Sunday, September 20, 2020

Trump Supporters Disrupt Early Voting in Virginia

Nick Corasaniti and Stephanie Saul
,The New York Times•September 20, 2020

A group of Trump supporters waving campaign flags disrupted the second day of early voting in Fairfax, Virginia, on Saturday, chanting, “Four more years” as voters entered a polling location and at one point forming a line that voters had to walk around outside the site.

County election officials eventually were forced to open up a larger portion of the Fairfax County Government Center to allow voters to wait inside, away from the Trump enthusiasts.

Election officials said that the group stayed about 100 feet from the entrance to the building and, contrary to posts on social media, were not directly blocking access to the building. But they acknowledged that some voters and polling staff members felt intimidated by what some saw as protesters.

“Citizens coming into and leaving the building did have to go by them,” Gary Scott, the general registrar of Fairfax County, said in a statement. “Those voters who were in line outside of the building were moved inside and we continued operations. Some voters, and elections staff, did feel intimidated by the crowd and we did provide escorts past the group.

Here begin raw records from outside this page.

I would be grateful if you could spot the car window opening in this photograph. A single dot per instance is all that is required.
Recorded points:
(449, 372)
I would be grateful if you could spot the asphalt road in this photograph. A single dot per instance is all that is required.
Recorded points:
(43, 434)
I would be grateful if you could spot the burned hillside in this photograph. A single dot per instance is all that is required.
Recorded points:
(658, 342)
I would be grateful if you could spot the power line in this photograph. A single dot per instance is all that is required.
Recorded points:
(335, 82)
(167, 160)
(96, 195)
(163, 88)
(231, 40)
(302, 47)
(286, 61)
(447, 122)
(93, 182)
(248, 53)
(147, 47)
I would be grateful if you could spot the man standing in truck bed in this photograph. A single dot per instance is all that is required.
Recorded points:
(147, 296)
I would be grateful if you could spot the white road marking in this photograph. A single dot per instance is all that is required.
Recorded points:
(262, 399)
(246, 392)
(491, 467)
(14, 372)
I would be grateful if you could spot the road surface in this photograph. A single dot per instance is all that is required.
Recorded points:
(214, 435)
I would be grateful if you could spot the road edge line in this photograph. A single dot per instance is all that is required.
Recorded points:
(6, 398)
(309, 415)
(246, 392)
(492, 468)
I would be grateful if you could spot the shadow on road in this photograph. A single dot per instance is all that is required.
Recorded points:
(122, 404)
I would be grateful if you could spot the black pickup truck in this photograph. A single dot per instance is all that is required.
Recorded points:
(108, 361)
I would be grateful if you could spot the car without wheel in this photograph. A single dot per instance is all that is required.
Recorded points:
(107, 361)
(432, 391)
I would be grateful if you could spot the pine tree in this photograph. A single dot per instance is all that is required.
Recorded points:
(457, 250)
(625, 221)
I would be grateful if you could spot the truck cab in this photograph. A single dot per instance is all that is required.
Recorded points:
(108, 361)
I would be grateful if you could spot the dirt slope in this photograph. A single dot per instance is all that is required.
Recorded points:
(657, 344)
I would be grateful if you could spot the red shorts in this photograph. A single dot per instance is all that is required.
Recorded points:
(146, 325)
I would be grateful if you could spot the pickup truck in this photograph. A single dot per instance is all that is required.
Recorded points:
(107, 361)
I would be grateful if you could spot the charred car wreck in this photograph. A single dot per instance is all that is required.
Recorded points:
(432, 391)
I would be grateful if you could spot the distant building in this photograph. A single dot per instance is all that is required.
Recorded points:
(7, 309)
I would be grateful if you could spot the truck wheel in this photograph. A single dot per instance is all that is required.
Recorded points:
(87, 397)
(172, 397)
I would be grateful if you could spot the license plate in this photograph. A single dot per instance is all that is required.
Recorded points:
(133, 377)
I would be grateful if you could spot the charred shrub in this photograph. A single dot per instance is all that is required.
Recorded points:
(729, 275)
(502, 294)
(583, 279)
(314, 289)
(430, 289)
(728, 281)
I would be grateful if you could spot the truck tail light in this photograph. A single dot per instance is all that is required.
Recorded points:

Virginia election law states that it is illegal to “hinder or delay a qualified voter in entering or leaving a polling place” and that it is also prohibited to perform any kind of political advocacy within 40 feet of any entrance to a polling place.


Some election rights groups said that the Trump group might have still crossed a legal line.

“In Virginia, the safe zone around the polling location is only 40 feet, but that safe zone is for campaigning and trying to change a person’s vote,” said Sylvia Albert, director of voting and elections at Common Cause, a voting rights group. “Outside of that, in general, there are laws against intimidation. So I would say that even if they have a right to campaign, which they absolutely do, they do not have a right to interfere with someone’s right to vote or to intimidate them. To me, this went beyond campaigning, and they should have been removed.”


Albert added that the demonstration underscored the need for counties and municipalities to develop contingency voting plans for all situations.

“Contingency plans aren’t only if there is a hurricane or a pandemic,” she said. “It’s also if something is making my polling location inaccessible to voters. That could be power going down; that could be people protesting and blocking the door.”